6 thoughts on “Il pensiero populista

  1. “un movimento populista che ottiene la maggioranza di una società democratica tende a creare forme istituzionali che alterano e perfino lacerano la democrazia costituzionale; persegue la centralizzazione del potere, il minor controllo costituzionale sul governo, il disprezzo degli avversari politici e la trasformazione dell’elezione del leader in plebiscito.”
    =
    Il PD è la principale forza populista italiana
    (esemplare la categorizzazione politica proposta ieri da Renzi: noi “umani”, loro “bestie”).
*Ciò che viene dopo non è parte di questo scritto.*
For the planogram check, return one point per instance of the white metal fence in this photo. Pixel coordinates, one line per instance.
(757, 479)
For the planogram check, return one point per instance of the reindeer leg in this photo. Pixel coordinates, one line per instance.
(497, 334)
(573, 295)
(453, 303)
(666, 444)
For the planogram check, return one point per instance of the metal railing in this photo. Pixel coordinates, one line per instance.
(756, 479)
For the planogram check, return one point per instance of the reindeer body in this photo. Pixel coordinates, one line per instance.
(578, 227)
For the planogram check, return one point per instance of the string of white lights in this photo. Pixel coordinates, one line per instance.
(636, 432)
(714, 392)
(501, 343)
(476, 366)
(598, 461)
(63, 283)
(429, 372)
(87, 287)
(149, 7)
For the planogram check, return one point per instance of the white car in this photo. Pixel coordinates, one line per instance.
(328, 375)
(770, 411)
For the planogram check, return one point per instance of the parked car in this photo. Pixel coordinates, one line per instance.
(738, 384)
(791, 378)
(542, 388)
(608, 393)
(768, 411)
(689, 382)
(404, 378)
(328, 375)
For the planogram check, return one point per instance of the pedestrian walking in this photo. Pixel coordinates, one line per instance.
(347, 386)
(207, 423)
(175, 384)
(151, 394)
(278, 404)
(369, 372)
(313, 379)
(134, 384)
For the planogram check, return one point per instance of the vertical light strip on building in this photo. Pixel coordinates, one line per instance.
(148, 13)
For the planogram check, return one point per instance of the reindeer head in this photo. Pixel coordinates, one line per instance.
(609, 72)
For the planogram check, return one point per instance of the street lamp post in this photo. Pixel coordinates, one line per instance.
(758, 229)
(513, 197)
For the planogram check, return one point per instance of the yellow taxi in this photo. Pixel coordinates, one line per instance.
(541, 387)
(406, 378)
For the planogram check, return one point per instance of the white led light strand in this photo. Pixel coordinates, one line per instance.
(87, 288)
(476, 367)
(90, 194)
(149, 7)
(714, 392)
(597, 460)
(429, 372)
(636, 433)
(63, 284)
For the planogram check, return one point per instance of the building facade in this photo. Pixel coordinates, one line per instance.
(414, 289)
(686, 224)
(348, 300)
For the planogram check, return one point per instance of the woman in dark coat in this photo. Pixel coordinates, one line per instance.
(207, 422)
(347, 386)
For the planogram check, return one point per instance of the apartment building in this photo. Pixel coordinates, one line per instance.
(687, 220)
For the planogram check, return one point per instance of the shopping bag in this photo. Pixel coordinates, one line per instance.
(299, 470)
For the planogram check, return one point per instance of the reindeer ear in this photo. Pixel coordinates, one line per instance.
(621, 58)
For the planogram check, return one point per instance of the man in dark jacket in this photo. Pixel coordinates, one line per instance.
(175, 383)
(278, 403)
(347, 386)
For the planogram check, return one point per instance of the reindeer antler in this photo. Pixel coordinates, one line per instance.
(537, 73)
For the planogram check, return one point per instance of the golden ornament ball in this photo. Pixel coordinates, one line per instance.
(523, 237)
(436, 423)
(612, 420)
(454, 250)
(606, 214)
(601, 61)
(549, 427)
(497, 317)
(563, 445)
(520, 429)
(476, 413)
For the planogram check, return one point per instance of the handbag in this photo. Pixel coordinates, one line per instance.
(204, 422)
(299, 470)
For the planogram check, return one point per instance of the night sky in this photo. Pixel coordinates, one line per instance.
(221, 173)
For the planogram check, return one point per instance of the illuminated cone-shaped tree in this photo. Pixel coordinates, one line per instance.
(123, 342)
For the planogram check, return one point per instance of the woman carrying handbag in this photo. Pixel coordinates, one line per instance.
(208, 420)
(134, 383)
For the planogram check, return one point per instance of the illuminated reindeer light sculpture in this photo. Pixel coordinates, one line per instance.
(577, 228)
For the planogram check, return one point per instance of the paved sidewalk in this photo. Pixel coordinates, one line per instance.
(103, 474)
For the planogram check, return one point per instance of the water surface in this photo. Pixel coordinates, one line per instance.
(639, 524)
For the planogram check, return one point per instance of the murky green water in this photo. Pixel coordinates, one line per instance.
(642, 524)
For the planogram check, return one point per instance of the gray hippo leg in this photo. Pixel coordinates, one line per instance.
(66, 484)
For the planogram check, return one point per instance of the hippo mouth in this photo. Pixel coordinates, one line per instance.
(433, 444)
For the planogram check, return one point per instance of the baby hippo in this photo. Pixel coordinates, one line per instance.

  2. che sia una, delle condizione sociali, possono dimostrarlo sia i Fenicotteri o i Bufali.
    Dice Lorenz: atteggiamenti ‘ritualizzati’ di ‘pacificazione’ o di ‘sottomissione’ (come il sorriso, il saluto, la stretta di mano) segnalando le intenzioni pacifiche, svolgono la funzione di rivolgere l’aggressività verso altre direzioni.
    Favole direbbe Esopo con il suo sarcasmo.
    Lo stesso della Satira

  3. Il populismo nega l’autonomia alle istituzioni politiche, soprattutto a quelle legislative, e per tale motivo ha una marcata vocazione antiparlamentare[20].

    Finalmente abbiamo capito che il vero populista è Renzi.